The trial courts: These are the largest part of the judicial hierarchy of the state and at the base of the legal pyramid. All cases, whether civil or criminal are started in these court rooms. So, these tribunals handle an array of matters from petition for arrest warrants to civil matters that involve suing a service provider for monetary compensation.
Trial courts are further divided into 7 departments that have been granted the authority to handle specific types of matters although many of these lower tribunals share jurisdiction with other trial courts. For instance, divorces are tackled by family courts while cases involving wills and inheritance are heard by probate courts. However, most criminal and civil cases are heard by district and superior courts.
The MA Superior Courts:These tribunals hear civil cases where the compensation amount exceeds $25,000. The damages claimed also have to be real and not speculative. For instance, if you are claiming damage to your house to the tune of $2500 but are expecting the neighbor to also hand you an additional $22,500 for emotional distress, the matter will quickly be bundled over to the district court. Criminal trials are also taken to superior courts and they can be decided on by the judge or the jury depending on the sparring parties. There are 20 superior courts across Massachusetts.

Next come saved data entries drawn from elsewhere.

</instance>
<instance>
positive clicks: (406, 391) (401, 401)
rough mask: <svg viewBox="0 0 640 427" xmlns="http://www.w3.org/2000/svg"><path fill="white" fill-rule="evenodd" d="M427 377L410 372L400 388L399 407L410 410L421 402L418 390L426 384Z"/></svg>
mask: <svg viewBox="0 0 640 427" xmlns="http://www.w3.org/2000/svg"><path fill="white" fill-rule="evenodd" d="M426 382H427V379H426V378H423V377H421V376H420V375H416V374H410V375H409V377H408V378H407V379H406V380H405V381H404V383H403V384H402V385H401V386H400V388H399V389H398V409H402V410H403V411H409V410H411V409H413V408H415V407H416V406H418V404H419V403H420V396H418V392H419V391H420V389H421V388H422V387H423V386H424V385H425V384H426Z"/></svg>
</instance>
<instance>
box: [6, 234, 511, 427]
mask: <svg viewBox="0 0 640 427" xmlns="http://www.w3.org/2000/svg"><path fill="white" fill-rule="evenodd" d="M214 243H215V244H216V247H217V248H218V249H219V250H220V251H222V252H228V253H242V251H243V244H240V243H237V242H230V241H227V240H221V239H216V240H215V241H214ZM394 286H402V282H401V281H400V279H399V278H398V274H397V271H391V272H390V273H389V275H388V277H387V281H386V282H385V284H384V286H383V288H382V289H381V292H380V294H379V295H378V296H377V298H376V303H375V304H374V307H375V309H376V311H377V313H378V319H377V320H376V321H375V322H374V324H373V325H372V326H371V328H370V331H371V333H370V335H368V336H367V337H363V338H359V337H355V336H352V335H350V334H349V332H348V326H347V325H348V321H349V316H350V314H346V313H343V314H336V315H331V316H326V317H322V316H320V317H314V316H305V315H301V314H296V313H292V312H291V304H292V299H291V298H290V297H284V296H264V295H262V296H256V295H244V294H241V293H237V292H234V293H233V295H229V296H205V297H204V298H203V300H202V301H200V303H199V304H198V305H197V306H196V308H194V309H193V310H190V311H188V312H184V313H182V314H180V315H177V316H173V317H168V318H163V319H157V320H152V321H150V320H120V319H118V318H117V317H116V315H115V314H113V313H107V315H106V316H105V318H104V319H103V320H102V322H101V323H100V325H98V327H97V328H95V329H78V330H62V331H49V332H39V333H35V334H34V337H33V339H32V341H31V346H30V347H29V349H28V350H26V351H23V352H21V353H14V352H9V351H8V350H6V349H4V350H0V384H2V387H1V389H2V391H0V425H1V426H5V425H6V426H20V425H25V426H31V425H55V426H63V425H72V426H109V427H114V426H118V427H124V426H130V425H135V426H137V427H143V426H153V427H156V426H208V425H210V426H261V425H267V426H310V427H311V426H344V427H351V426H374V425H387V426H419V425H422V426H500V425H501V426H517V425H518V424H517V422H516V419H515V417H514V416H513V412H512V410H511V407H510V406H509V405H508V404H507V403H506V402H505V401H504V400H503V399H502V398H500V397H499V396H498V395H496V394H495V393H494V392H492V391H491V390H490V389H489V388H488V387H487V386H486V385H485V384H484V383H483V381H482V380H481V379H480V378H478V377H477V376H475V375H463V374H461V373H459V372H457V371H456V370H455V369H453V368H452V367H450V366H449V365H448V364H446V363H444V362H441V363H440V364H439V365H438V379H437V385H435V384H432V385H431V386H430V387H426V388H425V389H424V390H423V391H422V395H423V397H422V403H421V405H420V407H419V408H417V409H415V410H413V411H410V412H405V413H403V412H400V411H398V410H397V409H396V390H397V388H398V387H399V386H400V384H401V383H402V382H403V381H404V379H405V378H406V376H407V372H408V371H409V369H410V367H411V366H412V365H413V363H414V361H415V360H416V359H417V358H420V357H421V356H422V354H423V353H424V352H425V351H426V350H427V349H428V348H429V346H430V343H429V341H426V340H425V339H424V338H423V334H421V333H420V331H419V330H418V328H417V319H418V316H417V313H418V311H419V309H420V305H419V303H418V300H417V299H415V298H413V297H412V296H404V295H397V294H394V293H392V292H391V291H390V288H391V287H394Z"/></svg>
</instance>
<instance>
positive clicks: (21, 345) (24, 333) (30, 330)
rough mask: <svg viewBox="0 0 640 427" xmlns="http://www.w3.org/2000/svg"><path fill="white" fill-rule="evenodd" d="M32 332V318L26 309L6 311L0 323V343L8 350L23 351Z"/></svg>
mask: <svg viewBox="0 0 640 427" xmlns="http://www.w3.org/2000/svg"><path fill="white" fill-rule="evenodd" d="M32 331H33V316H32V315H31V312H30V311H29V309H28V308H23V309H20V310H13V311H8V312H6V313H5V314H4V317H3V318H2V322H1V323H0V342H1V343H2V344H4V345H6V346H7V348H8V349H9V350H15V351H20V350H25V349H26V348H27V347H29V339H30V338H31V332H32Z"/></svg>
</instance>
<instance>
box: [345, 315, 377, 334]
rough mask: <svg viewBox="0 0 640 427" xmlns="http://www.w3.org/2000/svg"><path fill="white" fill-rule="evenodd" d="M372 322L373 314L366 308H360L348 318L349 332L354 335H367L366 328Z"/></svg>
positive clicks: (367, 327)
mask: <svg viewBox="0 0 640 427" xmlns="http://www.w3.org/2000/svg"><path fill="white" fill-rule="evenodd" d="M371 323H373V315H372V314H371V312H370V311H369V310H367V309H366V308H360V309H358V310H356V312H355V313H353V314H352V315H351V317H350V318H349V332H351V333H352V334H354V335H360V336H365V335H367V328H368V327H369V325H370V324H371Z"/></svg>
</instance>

MA District Courts: When it comes to civil matters, there is no upper limit placed on the compensation amount. District Courts handle the bulk of the state’s civil and criminal cases with more than 168 justices serving the tribunals at this level. As far as criminal matters are concerned, district courts will only hear misdemeanor cases where the penalty involves a prison term of less than 5 years. Most cases are bench trials although in some matters, the defense and prosecution are given the right to choose between jury and bench trials. There are 69 district courts all across MA.
Other trial court departments in the state: Other tribunals at the trial court level which are considered departments of this court include:a land court which exclusively handles matters pertaining to real property, a juvenile court that hears matters involving children, housing courts which deal with tenant and landlord disputes, the Boston Municipal court that primarily tackles cases brought forward from the Suffolk County, Boston area and a probate and family court.
The Court of Appeals of Massachusetts is the tribunal that people approach when they are less than satisfied with the verdict of a district or superior court. Usually, only a small percentage of civil cases are appealed. In contrast, criminal matters are frequently taken to the higher tribunal for a reconsideration of the verdict.
The primary responsibility of this tribunal is to correct any legal errors that may have occurred during the course of the trial. So, cases are not reheard at this point hence there are no jurors. Instead, all matters that go to the appellate court are heard by a panel of 3 judges. The MA Court of Appeals is located in Boston and all reviews from lower tribunals are taken to this court except for those involving first degree murder charges.
The Supreme Court
This is the apex tribunal of the state that has original and discretionary jurisdiction. By law all first degree murder case reviews are handled directly by the Supreme Judicial Court. This tribunal plays an important role in shaping the laws of the state and protecting the rights of the citizens. One of its core responsibilities is to interpret laws passed by the parliament and ensure that these are implemented.